Dance Matters: Earth, Air, Water

September 26, 2011

Cloud Gate in
Water Stains on the Wall. Photo by LIU Chen-hsiang, Courtesy Cloud Gate.

 

 

Cloud Gate Dance Theatre tours the U.S. this month with Water Stains on the Wall, a work that is bound to conjure something like a dream state. The dancers perform on a tilted stage, looking like they are floating.


How do the Cloud Gate dancers maintain their serene and impossibly fluid style? At the Dublin Dance Festival, where the company appeared in May, director Lin Hwai-min had an answer: “In our floating balances, we get energy from the earth.” Part of the centering process involves putting your internal attention on a spot three fingers below the navel. In this way, says Hwai-min, you draw the audience in.  The director also pointed out that his choreography has an affinity with other Asian forms: “In tai chi, martial arts, and calligraphy, everything is circular, just as the earth spirals around the sun.”


Despite Hwai-min’s lofty ideas, he can be charmingly self-effacing.
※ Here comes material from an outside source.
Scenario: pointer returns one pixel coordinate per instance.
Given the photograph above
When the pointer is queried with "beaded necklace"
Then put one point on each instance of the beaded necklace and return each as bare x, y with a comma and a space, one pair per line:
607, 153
When asked if his dancers do ballet, he said, “We can never do it. Our legs are too short!” Good thing, because Cloud Gate has a whole other kind of elegance. The dancers can go from ominous to ethereal in a flourish of the hand or a circle of the ankle. The effect is one of sheer celestial beauty.
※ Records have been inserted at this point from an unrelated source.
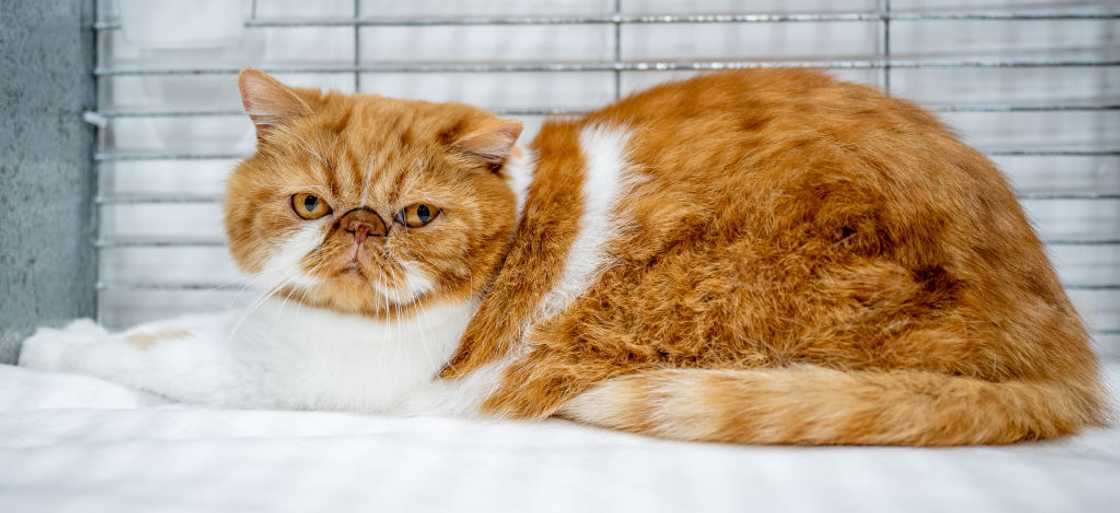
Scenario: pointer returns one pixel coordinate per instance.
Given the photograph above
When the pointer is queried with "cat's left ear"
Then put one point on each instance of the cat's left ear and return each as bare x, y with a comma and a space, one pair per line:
269, 102
491, 140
In Taiwan, where the group is based, they are wildly popular, commanding sold-out houses and having streets named after them. Now Cloud Gate returns to the U.S., where they are not a household name. See them at Carolina Performing Arts, Oct. 6–7; BAM’s Next Wave Festival, Oct. 12–15; Ann Arbor’s Power Center, Oct. 21–22; the Harris Theater in Chicago, Oct. 28–29; and San Antonio’s Lila Cockrell Theatre, Nov. 1.